Because I’m in an exit row and deafies can’t be in exit rows. No, he did not start his communication about this move with an opening explanatory sentence such as:
"Hi, small problem—this is an exit row and, in case of emergency, we need to have folks sitting here who can hear the crew's evacuation directions." He could then go on to give us the solution AND help us move our bags. Simple n'cest pas?

In any case, after he finally explained, I understood why I needed to move BUT:
A) I paid extra dough for the added leg-room seats and I most def didn’t want to sit in a regular not-enough-leg-room seat.
B) We were at mid plane already. Farther back in the air ship would trigger my prodigious claustrophobia. No can do. Uh uh.
He then tells us that Jen can stay in her seat since she’s not deaf OR she can move to another seat in the plane but there aren't two together. Hold on right there mon ami. You mean to say that:
  1. You’re breaking up the act? Nae good since I need her to ‘terp for me ESPECIALLY if there’s an emergency where this exit row becomes star of screen and crash.
  2. Did I mention? I paid more moolah for these seats—we gotta move FINE but I want the extra leg-room seats that I paid for.
From there he goes on to tell Jen that we could still sit together but, he gestures to the seats behind us, inquiries would need to be made of folks sitting around to see who’d be willing to move. ¿Que?
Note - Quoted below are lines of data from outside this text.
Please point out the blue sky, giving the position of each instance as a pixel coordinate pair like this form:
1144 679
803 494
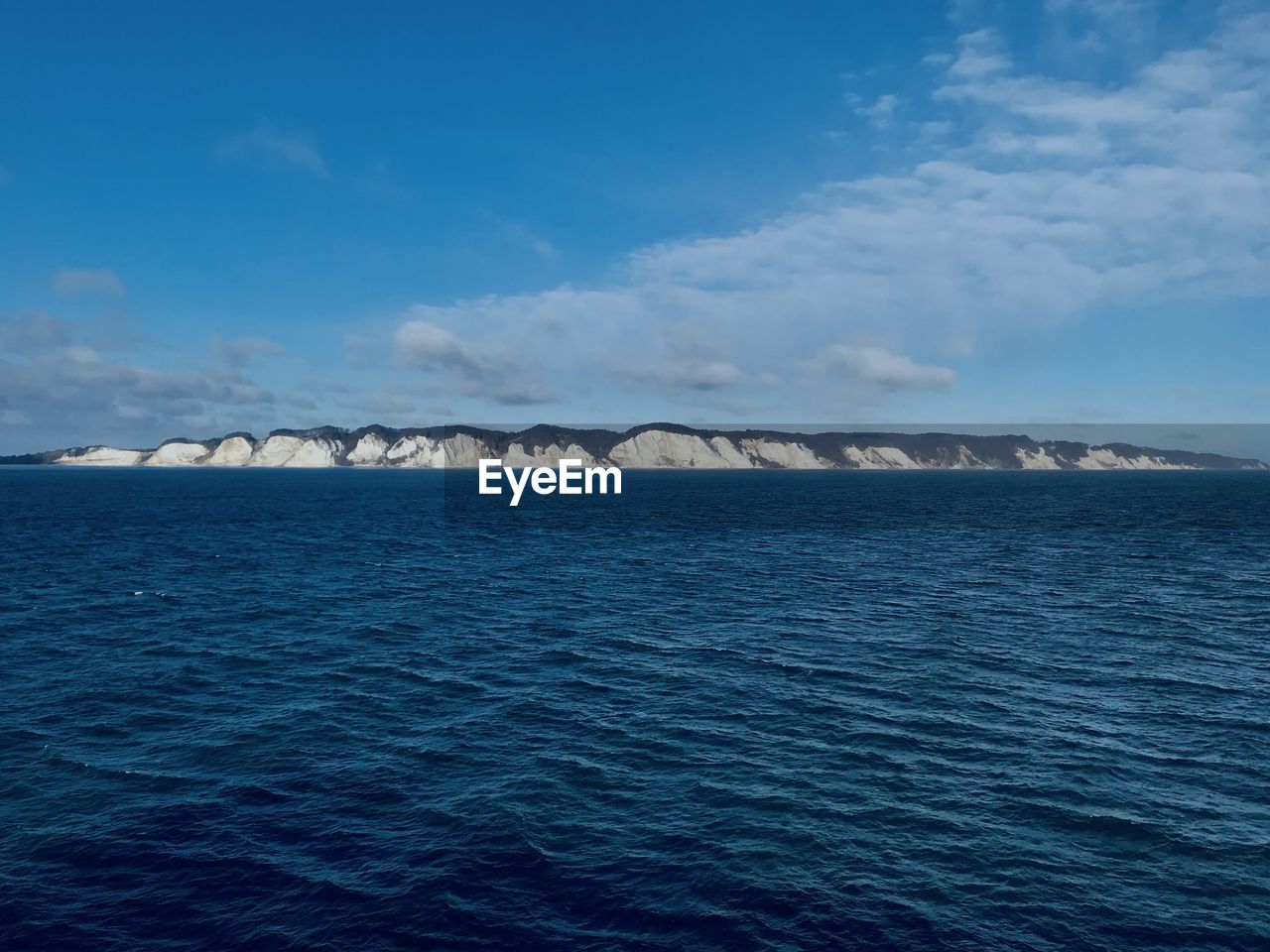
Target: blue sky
975 212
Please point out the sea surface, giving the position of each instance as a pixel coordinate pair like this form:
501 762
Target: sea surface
370 710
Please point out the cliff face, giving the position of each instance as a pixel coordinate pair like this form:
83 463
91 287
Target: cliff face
653 445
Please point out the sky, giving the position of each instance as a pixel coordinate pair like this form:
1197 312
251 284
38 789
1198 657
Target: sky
735 213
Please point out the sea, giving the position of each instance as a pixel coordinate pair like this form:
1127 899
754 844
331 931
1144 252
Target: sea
372 710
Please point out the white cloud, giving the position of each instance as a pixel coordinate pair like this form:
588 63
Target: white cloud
244 350
873 365
271 146
87 282
489 371
1062 199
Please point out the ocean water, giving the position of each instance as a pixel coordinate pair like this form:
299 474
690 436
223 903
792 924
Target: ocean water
361 710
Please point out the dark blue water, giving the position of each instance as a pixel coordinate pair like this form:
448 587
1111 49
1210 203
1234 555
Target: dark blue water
724 711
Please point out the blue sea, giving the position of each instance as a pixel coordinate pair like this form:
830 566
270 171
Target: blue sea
370 710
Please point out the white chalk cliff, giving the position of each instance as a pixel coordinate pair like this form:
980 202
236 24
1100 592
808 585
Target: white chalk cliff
653 445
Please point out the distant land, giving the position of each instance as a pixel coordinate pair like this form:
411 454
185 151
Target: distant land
651 445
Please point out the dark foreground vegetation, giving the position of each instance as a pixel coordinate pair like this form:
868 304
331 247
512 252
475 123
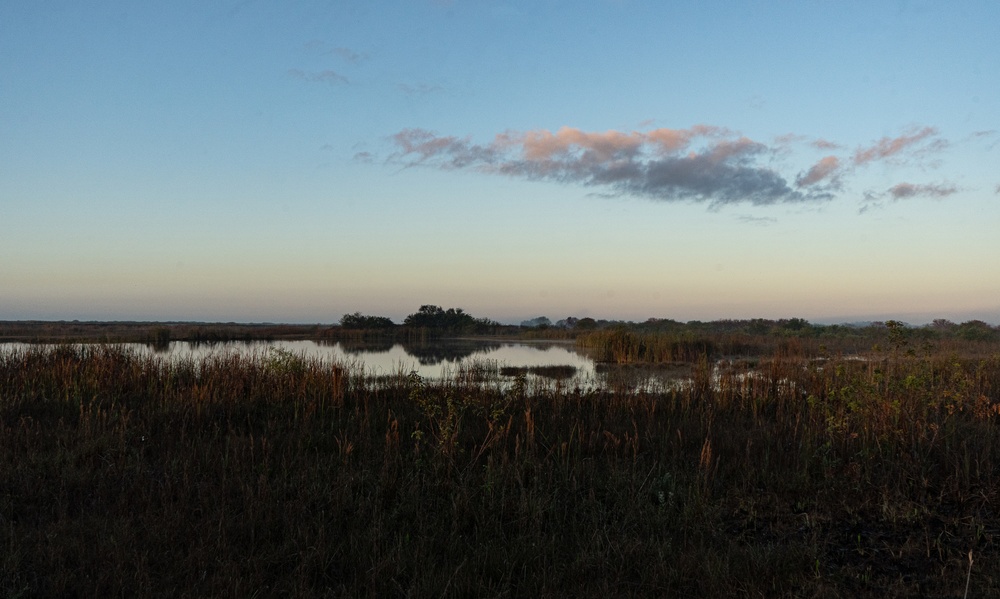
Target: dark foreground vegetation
270 475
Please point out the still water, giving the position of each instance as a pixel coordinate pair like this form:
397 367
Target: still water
542 362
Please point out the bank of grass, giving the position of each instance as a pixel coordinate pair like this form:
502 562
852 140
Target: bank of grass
271 475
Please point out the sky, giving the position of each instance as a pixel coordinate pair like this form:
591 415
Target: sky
294 161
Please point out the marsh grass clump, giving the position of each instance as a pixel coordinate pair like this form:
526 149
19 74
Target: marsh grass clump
124 474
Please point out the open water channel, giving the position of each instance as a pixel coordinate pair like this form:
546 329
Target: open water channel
559 363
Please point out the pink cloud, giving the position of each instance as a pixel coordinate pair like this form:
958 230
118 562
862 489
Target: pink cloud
908 190
891 146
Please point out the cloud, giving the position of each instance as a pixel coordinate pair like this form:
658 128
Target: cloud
908 190
326 76
889 147
826 168
824 144
349 55
702 164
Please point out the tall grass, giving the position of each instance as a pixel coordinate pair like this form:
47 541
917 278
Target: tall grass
270 474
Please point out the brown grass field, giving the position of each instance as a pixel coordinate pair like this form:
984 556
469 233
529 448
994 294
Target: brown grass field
781 474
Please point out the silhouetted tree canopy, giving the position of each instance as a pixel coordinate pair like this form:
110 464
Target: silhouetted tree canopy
360 321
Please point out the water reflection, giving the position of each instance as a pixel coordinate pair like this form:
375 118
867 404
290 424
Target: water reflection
541 362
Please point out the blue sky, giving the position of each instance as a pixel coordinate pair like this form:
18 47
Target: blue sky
295 161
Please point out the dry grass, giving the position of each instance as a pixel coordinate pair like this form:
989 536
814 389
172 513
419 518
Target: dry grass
271 475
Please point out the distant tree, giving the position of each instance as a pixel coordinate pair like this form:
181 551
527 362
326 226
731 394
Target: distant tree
452 320
567 323
977 330
360 321
944 325
539 322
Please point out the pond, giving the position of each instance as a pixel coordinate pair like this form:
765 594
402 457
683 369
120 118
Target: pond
542 362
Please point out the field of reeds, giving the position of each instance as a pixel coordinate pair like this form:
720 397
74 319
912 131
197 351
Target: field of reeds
271 475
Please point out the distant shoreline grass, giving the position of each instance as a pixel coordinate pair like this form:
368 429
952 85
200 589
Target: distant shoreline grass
125 475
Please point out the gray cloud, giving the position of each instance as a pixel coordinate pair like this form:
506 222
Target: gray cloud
917 141
908 190
349 55
325 76
703 163
700 164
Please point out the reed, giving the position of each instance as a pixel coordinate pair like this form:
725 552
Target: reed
272 474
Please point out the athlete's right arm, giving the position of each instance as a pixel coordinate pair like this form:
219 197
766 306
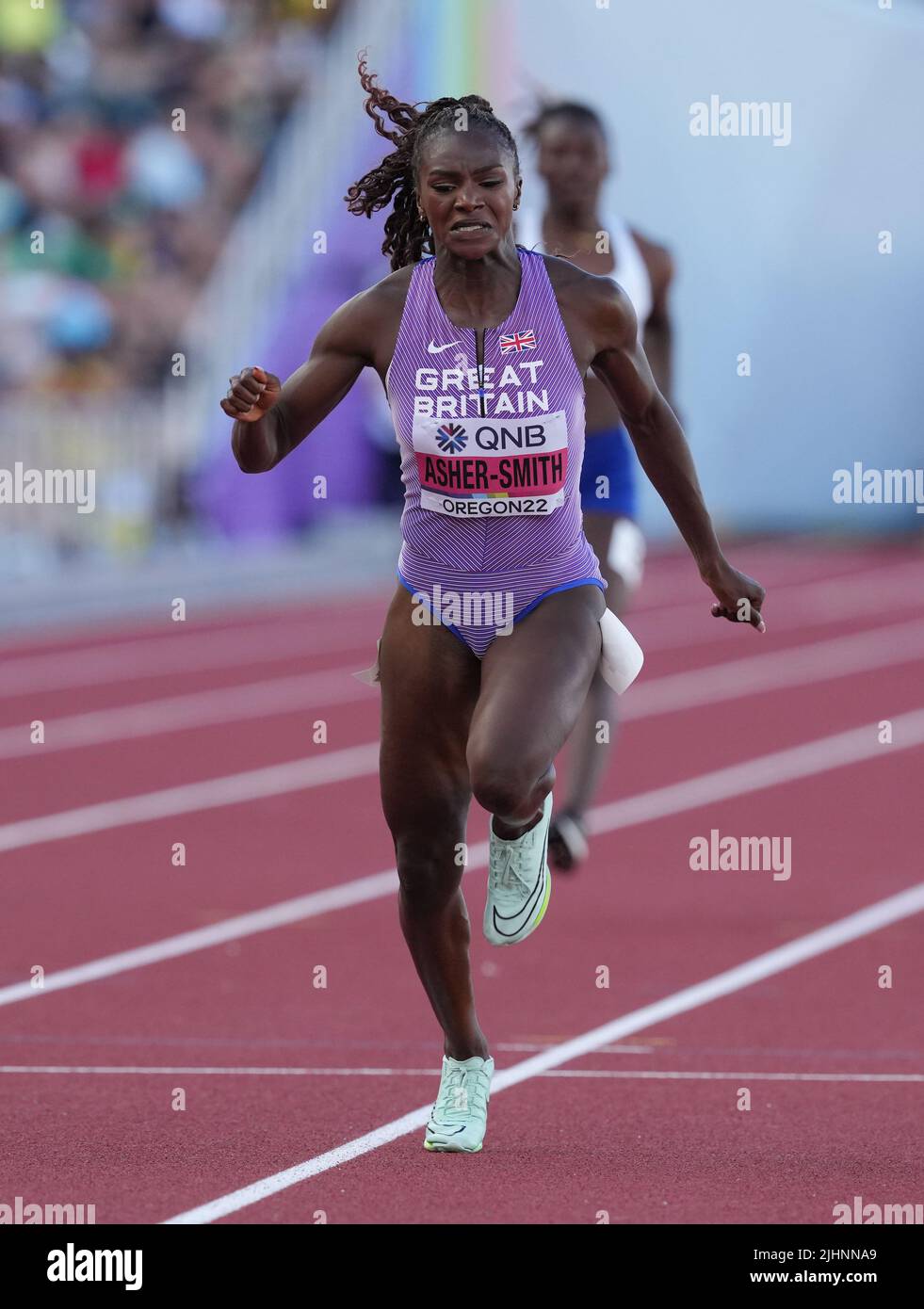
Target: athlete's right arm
271 416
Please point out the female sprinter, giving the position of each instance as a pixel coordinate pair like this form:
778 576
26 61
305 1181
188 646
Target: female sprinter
572 160
482 349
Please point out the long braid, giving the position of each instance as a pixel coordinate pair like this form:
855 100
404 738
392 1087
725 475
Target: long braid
407 235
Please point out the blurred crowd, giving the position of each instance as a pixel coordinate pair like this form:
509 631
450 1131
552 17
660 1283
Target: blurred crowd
131 133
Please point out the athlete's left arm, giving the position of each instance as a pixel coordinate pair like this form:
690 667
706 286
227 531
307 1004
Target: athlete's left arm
618 359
Motherfucking ¿QUE? Dude didn’t say that HE, tout de suite, would make inquiries—no, he’d just heavily implied that Jen should go ‘round asking fellow customers if they could switch with us.

Pal, is that not YOUR job?

Once Jen ‘terped everything for me, I made very clear that moving was cool, I understood, BUT....see above. I dunno if I got loud (deaf here, ‘member? Jen says no though) but at that moment, one of his fellow attendants stepped in and saved his skinny, not too bright, ass. Turns out there WERE two seats available—together, at the front of the plane AND they were extra leg-roomy.

Done and we’re happy, no thanks to this customer service impaired attendant who'd just made a problem where none needed to be. 

Would it have been SO much of a hardship for him to have had solutions BEFORE he started talking at me, telling me I had to move, couldn’t sit with my friend/‘terp and going on to imply that SHE had to find people to move for us? This isn't Greyhound, old stick.
Also, blind much? How'd he miss those two seats together at the front of the plane?

I didn’t get his name or the name of the woman who saved the day but, on deplaning, I made sure to tell the folks at the desk about who'd been a good doobie and who'd rocked the incompetent putz act.

I’ll DEF fly Jet Blue again. Of course I will—they’ve always been astounding. This was a fluke—one I hope to never run into again.